Star Wars Monopoly exchanges pounds for "Republic" credits, and the boot and car counters have become characters from the film series.
Of course, you can also find Monopoly in numerous other guises, including sets featuring football teams such as Chelsea, Arsenal and Manchester United ( www.firebox.com, £24.95) - finally a way to get soccer-obsessed youngsters to try something else.
Other board games with financial bents include Pay Day and Game of Life (both Hasbro), and Destination London ( www.brightminds.co.uk, £19.99), where players are cabbies out to make as much money as possible.
An electronic Coin Sorter (menkind.co.uk, £19.99) is a fun way of keeping track of your savings and helps to count up all that shrapnel before you take it to the bank.
Computer games teach finance too, and your kids will be too enthralled playing to notice that you've given them something educational.
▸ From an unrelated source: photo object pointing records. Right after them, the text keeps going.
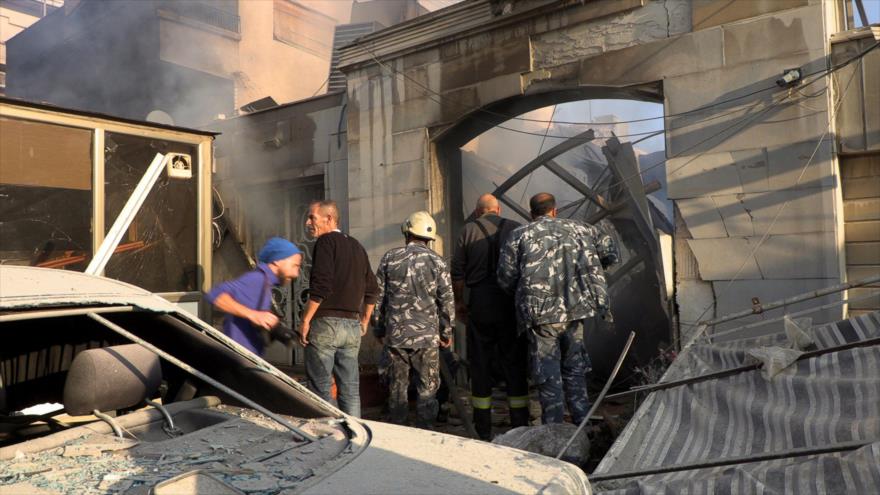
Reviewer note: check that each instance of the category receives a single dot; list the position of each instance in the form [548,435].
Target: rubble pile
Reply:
[249,453]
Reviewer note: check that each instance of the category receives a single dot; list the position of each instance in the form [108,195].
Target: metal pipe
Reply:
[862,14]
[790,315]
[806,296]
[189,369]
[751,458]
[598,401]
[513,205]
[734,371]
[650,187]
[129,211]
[56,313]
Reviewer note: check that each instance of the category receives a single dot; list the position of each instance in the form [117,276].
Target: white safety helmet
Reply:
[420,224]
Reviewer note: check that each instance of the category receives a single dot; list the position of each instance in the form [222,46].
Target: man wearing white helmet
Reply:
[414,314]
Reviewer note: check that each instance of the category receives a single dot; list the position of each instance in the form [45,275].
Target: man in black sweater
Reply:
[342,294]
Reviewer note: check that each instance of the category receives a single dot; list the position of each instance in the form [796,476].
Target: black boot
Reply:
[519,416]
[483,423]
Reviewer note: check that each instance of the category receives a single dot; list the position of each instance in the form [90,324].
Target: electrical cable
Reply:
[701,329]
[823,72]
[787,96]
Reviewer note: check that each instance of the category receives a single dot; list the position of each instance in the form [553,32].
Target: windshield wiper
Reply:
[198,374]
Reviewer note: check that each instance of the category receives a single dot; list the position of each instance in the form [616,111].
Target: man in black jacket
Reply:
[490,316]
[342,294]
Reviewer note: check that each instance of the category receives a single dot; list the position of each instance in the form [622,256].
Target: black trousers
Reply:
[492,342]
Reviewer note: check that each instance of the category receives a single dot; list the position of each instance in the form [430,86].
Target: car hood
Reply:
[412,461]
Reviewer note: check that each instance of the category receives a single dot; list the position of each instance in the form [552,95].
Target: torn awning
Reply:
[727,428]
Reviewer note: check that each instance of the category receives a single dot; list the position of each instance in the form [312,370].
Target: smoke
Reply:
[488,160]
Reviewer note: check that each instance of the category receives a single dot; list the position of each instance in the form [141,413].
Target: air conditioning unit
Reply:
[179,165]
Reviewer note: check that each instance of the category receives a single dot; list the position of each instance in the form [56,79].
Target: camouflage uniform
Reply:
[415,309]
[555,268]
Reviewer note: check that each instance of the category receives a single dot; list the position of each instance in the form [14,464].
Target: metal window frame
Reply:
[99,127]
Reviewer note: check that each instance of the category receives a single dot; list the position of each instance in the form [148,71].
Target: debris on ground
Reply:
[548,440]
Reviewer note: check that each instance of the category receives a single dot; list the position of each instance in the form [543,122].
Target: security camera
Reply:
[789,77]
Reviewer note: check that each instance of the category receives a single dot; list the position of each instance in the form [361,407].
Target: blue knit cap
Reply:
[276,249]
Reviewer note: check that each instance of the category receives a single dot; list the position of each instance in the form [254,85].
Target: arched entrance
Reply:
[604,177]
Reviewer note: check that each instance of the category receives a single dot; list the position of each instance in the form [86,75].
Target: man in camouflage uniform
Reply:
[414,314]
[555,268]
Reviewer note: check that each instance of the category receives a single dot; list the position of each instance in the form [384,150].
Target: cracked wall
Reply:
[747,168]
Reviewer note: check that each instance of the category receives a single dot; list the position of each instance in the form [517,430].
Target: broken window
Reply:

Sims and Sims 2 (EA Games) are both built around a family that has to be cared for - and this includes finding jobs for the adults so the kids can be fed and clothed.
The number puzzle craze that has swept the UK this year is taking children in too.
Electronic Sudoku ( www.menkind.co.uk, £19.99) will keep them occupied for hours, and if they need some tips on completing the pesky grids, Carol Vorderman's Sudoku CD-Rom (£14.99), with over a million puzzles, could be the answer.
For older teenagers, there's a new book designed for young people leaving home for the first time: Bare Necessities (£7.99) by Jemma Wayne. It's full of tips and information, with a whole section on banking.
And get them used to saving, too
It is all very well playing at finance with your kids, but your lessons will have no real impact if you haven't opened a bank account for them.
This time of year offers a good opportunity to do so, as children are likely to get cash among their Christmas gifts.
If you are in receipt of a child trust fund (CTF) voucher for your baby or toddler, investing that should be a priority. And you can encourage friends and relatives to add to the CTF to build up the healthiest fund possible for your kids when they reach 18.
This apart, all children need a savings account of some sort. The Halifax regular saver, paying 10 per cent, offers the best rate currently available. There are limits on how much you can put into it but these should be generous enough for most youngsters.
Children's savings certificates are good presents, as are premium bonds - which could have an extra bonus. A premium bond held by a Surrey child won a £1m prize last year.